71 Misc. 324, 127 N.Y.S. 1100
CourtNew York County Courts
DecidedMarch 15, 1911
StatusPublished
Cited by3 cases

This text of 71 Misc. 324 (Pearce v. Knapp) is published on Counsel Stack Legal Research, covering New York County Courts primary law. Counsel Stack provides free access to over 12 million legal documents including statutes, case law, regulations, and constitutions.

Bluebook
Pearce v. Knapp, 71 Misc. 324, 127 N.Y.S. 1100 (N.Y. Super. Ct. 1911).

Opinion

Kellogg, J.

This is an appeal from a judgment of the City Court of Oneonta, in favor of the plaintiff and against the defendants, wherein the plaintiff sought to foreclose a mechanic’s lien, pursuant to the various provisions of the Lien Law applicable thereto, in a court not of record. Lien Law, § 46.

The action was tried before the learned city judge, without. a jury; and the judgment awarded was substantially in accordance with the relief demanded in the amended complaint, as follows, to wit: That the real property described in the notice of lien * * * being a city lot, with a house and small building on the rear, used as a cigar factory, be sold according to law, and out of the moneys arising from such sale the plaintiff be paid the amount due on his said lien, namely, fifty-three dollars and ninety-five cents, and that the defendants, or either of them, be adjudged to pay the plaintiff so much of said amount as shall not be satisfied from the proceeds of the sale of the said real property hereinbefore described, and that plaintiff have execution accordingly.”

The prayer for relief in the amended complaint demands that the premises be sold according to law, and that the plaintiff be paid the amount due on said lien, and that the defendants and each of them be adjudged to pay so much of said forty-seven dollars and ninety cents, with interest, as [326]*326may not be paid by the sale, and for such other relief as may be proper.

It appears that the plaintiff is a contractor and builder, and brought this action against the defendants, Lyman G. Knapp and Olaudine Knapp, his wife, as owner, to foreclose a mechanic’s lien, a notice of which was duly filed in the clerk’s office.
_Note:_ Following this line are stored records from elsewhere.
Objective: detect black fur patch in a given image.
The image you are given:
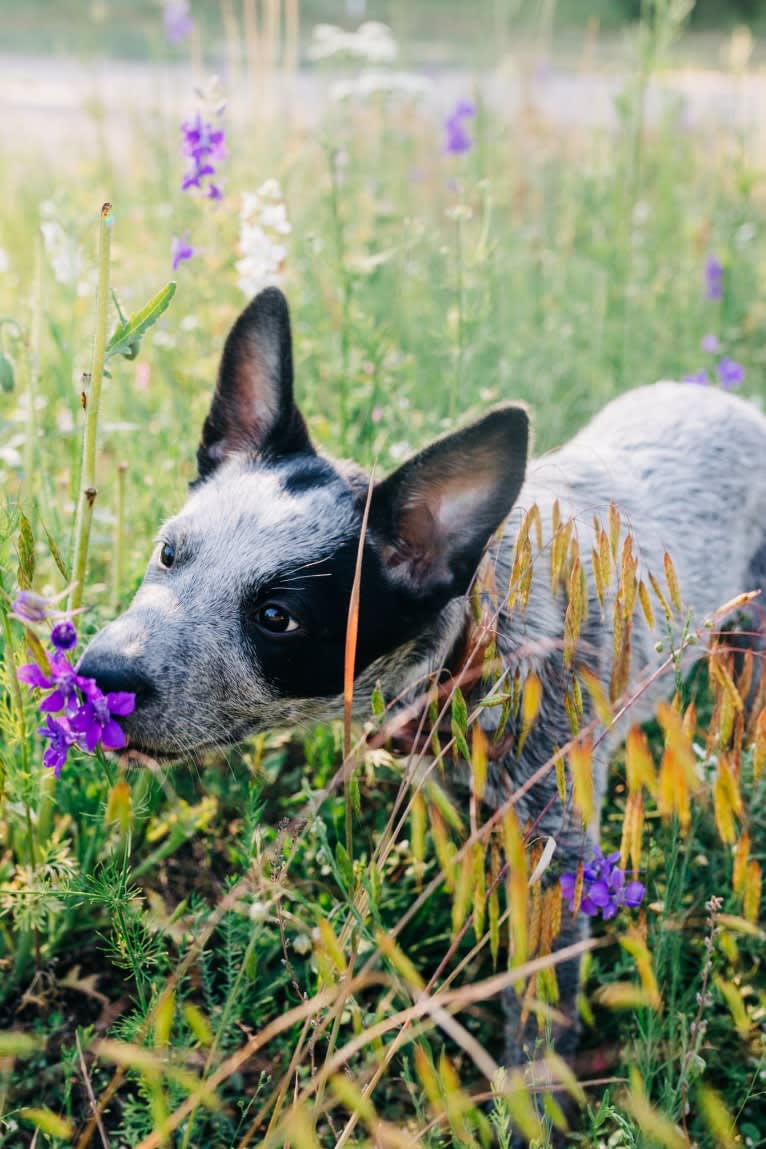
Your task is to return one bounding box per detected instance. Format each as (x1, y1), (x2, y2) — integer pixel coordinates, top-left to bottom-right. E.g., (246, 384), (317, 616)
(241, 539), (450, 699)
(276, 455), (338, 495)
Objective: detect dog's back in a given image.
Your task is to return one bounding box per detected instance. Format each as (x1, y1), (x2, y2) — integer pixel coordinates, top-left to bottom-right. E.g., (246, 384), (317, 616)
(493, 383), (766, 730)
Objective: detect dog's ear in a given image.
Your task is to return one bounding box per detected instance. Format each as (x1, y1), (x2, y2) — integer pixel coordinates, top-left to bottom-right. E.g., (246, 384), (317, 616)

It appears from the record that the action was commenced by the service of the summons and verified complaint, and that on the réturn day all of the parties appeared in person and by their respective attorneys. The defendants moved that the proceedings be dismissed upon the ground that the court was without jurisdiction, and moved for a dismissal as to the defendant Lyman G. Knapp, as it appeared by the complaint that he had no interest in the property covered by the lien. The objections being overruled and the defendants excepting thereto, the defendants filed a demurrer to the complaint, alleging:

(1) That there is a misjoinder of parties defendant; in that it appears by the complaint that the said defendant Olaudine Knapp is the sole owner of the property against which the lien is filed.

“ (2) That it fails to state the name or residence of the lienor.
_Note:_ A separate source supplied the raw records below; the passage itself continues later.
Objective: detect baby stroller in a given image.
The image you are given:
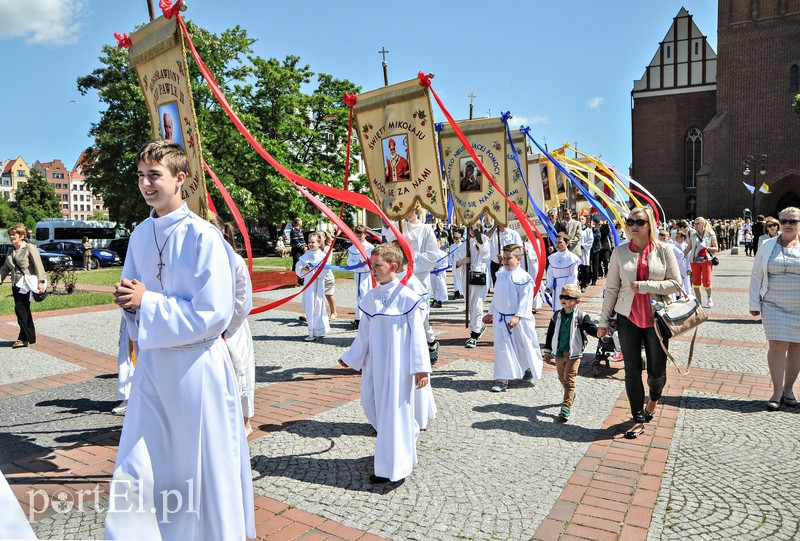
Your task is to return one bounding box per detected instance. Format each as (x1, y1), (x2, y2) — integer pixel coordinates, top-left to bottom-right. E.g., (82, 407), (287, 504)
(592, 336), (615, 377)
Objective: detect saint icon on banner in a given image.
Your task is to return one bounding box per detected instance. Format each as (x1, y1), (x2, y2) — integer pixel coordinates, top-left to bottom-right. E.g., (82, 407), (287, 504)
(158, 102), (184, 148)
(459, 158), (483, 192)
(383, 135), (411, 183)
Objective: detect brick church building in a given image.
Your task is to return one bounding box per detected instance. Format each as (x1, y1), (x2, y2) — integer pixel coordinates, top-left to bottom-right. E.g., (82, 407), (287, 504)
(631, 0), (800, 218)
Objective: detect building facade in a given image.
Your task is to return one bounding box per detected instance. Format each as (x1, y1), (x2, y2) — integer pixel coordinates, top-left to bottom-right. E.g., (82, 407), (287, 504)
(631, 0), (800, 218)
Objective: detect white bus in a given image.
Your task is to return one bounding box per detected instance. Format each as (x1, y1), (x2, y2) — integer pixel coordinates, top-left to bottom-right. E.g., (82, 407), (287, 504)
(33, 218), (129, 248)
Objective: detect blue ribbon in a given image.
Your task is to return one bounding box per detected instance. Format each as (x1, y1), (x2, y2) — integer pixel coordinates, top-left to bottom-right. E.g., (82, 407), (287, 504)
(519, 126), (619, 246)
(500, 111), (557, 244)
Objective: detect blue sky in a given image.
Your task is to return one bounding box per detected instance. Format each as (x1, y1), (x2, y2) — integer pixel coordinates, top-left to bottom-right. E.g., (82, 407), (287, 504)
(0, 0), (717, 175)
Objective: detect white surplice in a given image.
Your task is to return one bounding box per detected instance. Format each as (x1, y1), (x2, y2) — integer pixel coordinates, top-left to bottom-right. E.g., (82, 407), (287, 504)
(105, 203), (256, 540)
(545, 250), (581, 309)
(489, 266), (544, 379)
(342, 280), (431, 481)
(397, 271), (438, 430)
(224, 250), (256, 417)
(347, 240), (375, 321)
(294, 250), (331, 338)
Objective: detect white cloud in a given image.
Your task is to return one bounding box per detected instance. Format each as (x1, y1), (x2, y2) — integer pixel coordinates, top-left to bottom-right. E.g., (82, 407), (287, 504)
(508, 115), (550, 129)
(0, 0), (88, 47)
(586, 97), (606, 109)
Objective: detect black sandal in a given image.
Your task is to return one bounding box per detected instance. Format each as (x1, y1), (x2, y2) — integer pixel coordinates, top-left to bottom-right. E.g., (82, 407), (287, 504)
(625, 424), (644, 440)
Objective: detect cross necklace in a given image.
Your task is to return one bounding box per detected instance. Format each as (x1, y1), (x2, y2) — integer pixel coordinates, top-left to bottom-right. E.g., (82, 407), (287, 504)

“ (3) It fails to state the time when the first and last items of work were performed and materials furnished * * *

“ (6) That the complaint does not state facts sufficient to constitute a cause of action.
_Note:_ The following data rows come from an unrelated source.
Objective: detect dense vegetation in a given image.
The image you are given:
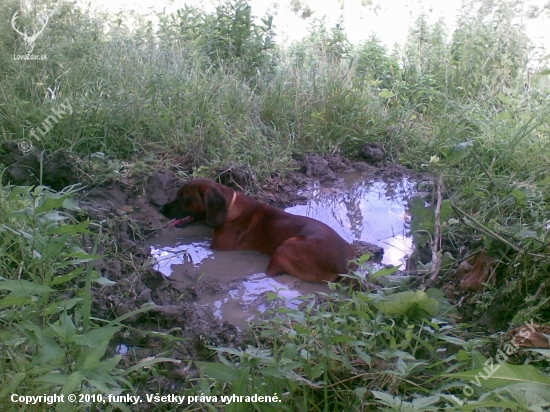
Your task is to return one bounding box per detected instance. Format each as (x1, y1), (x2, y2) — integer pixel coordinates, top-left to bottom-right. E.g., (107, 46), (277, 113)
(0, 0), (550, 411)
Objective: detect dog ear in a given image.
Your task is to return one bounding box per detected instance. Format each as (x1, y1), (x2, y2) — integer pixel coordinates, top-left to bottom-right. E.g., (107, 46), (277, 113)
(204, 187), (227, 227)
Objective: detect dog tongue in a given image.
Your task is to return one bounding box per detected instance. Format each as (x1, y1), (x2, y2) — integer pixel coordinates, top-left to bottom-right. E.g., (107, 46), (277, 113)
(168, 216), (193, 227)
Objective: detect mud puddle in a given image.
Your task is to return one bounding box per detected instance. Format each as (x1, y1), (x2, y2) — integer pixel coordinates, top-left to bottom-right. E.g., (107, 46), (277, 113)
(149, 173), (415, 329)
(285, 172), (416, 266)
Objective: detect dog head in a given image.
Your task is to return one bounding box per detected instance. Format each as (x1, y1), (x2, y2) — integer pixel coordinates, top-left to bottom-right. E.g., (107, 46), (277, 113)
(160, 179), (231, 228)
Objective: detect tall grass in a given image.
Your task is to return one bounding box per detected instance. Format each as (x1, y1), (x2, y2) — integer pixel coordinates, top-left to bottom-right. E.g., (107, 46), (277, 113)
(0, 0), (550, 410)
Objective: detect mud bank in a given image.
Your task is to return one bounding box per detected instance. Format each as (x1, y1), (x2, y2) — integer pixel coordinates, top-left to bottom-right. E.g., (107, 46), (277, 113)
(0, 145), (429, 391)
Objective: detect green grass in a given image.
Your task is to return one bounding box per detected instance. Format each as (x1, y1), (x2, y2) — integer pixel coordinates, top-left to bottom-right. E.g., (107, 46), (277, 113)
(0, 0), (550, 410)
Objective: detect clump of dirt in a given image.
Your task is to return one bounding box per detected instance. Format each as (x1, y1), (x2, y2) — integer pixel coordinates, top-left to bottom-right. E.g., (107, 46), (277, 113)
(0, 142), (78, 190)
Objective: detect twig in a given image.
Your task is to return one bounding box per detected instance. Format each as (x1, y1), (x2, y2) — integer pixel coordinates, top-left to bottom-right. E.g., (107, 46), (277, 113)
(451, 204), (523, 253)
(472, 150), (495, 184)
(430, 175), (443, 283)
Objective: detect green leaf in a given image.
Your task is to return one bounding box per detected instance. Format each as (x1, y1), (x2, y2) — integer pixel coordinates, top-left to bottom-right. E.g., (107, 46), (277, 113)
(371, 290), (439, 317)
(63, 197), (80, 212)
(510, 189), (527, 207)
(0, 372), (27, 399)
(378, 89), (395, 99)
(443, 141), (474, 165)
(41, 240), (66, 260)
(50, 312), (76, 343)
(0, 279), (54, 297)
(369, 266), (399, 280)
(92, 277), (116, 286)
(196, 362), (239, 383)
(61, 371), (84, 396)
(122, 358), (181, 376)
(44, 220), (91, 235)
(34, 194), (66, 214)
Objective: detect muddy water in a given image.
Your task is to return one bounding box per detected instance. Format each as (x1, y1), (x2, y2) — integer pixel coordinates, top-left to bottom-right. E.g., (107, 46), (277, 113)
(149, 174), (414, 328)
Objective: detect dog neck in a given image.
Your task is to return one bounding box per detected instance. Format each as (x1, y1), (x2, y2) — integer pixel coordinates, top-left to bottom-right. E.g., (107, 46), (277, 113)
(227, 192), (237, 212)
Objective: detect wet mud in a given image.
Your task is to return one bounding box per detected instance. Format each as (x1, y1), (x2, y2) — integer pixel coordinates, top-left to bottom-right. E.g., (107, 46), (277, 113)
(0, 145), (444, 392)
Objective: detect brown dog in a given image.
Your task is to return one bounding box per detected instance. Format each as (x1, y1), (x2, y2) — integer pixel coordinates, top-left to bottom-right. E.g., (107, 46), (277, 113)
(160, 179), (354, 282)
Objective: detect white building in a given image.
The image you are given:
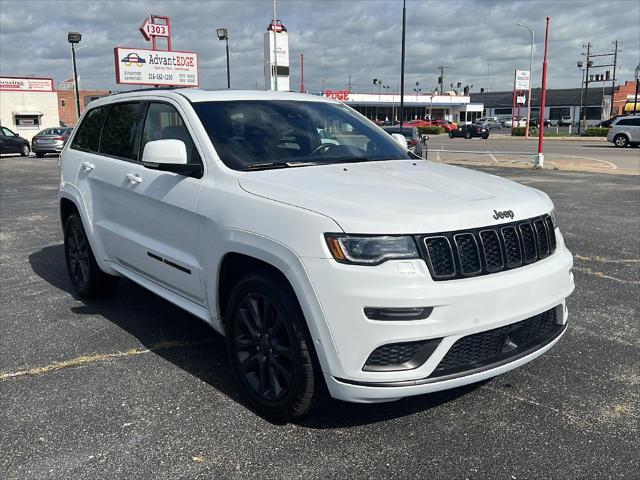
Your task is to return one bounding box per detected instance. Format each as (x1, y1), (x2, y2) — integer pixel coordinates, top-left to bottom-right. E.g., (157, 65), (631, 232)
(264, 20), (289, 92)
(324, 90), (483, 123)
(0, 77), (60, 138)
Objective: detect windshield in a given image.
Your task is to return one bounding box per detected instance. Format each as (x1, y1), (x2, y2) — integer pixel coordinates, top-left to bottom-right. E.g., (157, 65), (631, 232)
(193, 100), (412, 170)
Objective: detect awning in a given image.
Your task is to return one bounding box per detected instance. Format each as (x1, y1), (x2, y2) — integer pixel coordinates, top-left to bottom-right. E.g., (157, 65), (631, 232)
(11, 110), (44, 117)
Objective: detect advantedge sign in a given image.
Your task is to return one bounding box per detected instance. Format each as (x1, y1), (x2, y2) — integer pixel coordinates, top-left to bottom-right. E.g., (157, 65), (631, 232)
(114, 47), (199, 87)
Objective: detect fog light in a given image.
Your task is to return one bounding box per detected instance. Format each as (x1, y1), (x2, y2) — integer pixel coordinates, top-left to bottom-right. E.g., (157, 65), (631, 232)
(364, 307), (433, 321)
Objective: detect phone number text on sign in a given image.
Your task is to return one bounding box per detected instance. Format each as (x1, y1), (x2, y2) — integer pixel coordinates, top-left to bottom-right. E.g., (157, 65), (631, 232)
(114, 47), (199, 87)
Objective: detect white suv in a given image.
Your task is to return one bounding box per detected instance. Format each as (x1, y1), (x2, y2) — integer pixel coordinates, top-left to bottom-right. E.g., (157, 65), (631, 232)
(59, 89), (574, 418)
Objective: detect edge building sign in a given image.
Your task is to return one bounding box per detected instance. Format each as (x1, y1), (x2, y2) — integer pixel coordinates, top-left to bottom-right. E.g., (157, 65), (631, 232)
(113, 15), (199, 87)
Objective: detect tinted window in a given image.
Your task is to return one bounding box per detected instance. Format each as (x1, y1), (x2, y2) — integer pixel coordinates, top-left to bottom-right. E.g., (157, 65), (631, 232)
(194, 101), (412, 170)
(140, 103), (199, 163)
(100, 103), (142, 160)
(71, 107), (108, 152)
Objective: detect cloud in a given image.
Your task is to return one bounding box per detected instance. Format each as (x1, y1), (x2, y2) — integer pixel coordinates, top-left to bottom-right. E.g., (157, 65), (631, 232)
(0, 0), (640, 92)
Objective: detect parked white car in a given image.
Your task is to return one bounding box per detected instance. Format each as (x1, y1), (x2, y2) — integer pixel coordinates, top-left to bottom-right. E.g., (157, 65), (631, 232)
(59, 89), (574, 418)
(607, 115), (640, 147)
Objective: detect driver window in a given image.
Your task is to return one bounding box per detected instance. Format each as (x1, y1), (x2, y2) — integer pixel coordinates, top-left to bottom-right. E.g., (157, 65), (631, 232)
(140, 103), (200, 163)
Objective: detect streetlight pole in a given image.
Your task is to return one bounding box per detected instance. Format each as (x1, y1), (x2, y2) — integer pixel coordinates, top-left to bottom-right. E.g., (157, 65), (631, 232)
(67, 32), (82, 122)
(517, 23), (532, 139)
(216, 28), (231, 88)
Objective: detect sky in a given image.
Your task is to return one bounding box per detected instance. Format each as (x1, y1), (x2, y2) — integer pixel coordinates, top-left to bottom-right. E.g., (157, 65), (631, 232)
(0, 0), (640, 93)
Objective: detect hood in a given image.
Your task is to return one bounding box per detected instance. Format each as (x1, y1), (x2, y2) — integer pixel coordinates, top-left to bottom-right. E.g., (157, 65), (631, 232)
(238, 160), (553, 234)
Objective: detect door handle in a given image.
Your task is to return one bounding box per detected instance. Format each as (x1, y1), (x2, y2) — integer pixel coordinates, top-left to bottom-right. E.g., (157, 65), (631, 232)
(126, 173), (142, 183)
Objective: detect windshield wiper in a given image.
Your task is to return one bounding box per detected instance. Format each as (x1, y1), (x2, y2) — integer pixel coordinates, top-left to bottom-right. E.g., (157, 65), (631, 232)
(240, 161), (320, 172)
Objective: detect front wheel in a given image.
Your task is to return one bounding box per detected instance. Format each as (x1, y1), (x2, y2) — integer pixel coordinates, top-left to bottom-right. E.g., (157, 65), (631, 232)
(613, 135), (629, 147)
(225, 270), (328, 420)
(64, 214), (119, 299)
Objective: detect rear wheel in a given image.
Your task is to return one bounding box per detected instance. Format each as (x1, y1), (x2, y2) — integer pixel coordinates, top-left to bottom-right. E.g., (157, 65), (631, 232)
(64, 213), (119, 299)
(613, 135), (629, 147)
(225, 270), (328, 420)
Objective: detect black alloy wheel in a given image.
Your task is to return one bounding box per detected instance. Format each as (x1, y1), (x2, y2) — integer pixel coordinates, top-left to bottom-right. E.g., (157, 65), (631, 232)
(64, 213), (119, 299)
(225, 270), (326, 420)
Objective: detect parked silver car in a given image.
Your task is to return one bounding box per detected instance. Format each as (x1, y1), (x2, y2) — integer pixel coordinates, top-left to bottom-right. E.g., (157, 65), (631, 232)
(607, 115), (640, 147)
“ (7) The complaint fails to set forth substantially the facts contained in the notice of lien.”

From an examination of the complaint, it is obvious that it did not state substantially the facts set forth in the notice of lien, nor facts sufficient to give the court jurisdiction to further proceed in the action, so far as the foreclosure 'of the lien was concerned, in that it failed to set forth the name and residence of the lienor, the time when the first and last items of work were performed and materials furnished, or any facts from which the same might be fairly inferred.

[327]*327The demurrer was overruled; and, over the objections of the defendants, the plaintiff was permitted to file an amended complaint, which met the requirements of the statute in the respects mentioned.

The defendants objected to the plaintiff’s being permitted to plead over or file an amended.complaint, upon the ground that the court was without authority or power or jurisdiction to so do, and that the statute prescribes and directs the manner in which the action must be brought in a court not of record, which is by the personal service of the summons and verified complaint.

It is urged, on behalf of the respondent, that there was authority in the trial court to allow the amended complaint, for the reason that it is provided by section 23 of the Lien Law that the provisions thereof must be liberally construed.

The jurisdiction of the City Court under the original complaint to proceed with the foreclosure of the lien and the power and authority of that court to allow the amended pleading, so far as such a foreclosure was concerned, involve a more serious question than a liberal construction of the Lien Law, as provided by sections 23 and 40 thereof. The proceeding being statutory, it was essential that the plaintiff proceed in all respects as provided by this statute; and, the original complaint annexed to the summons not having conferred jurisdiction on the City Court, such jurisdiction could not be acquired by amending the complaint.

A substantial compliance with its several provisions shall be sufficient for the validity of a lien, and to give jurisdiction to the court to enforce the same; but here it must be conceded that facts were not pleaded in the original complaint sufficient to give the court jurisdiction.

The provision of the statute that the Lien Law itself shall be liberally construed does not authorize the court to dispense entirely with a provision of the statute declaring what a notice of lien must contain. Mahley v. German Bank, 174 N. Y. 500. Neither is there any authority in a court to supply an omission of what the statute provides must be contained in it.

Courts not of record have no inherent powers and have no [328]*328jurisdiction except as expressly conferred. The court was, therefore, without jurisdiction to proceed to give the plaintiff a judgment providing for the foreclosure of his lien in a court not of record and did not acquire jurisdiction so to do by the allowance of the amended complaint. The learned City Court was also in error in allowing a judgment providing for a sale of the real estate described in the complaint, as the statute does not give to courts not of record power to foreclose liens in the same manner in which a court of record is authorized to foreclose them.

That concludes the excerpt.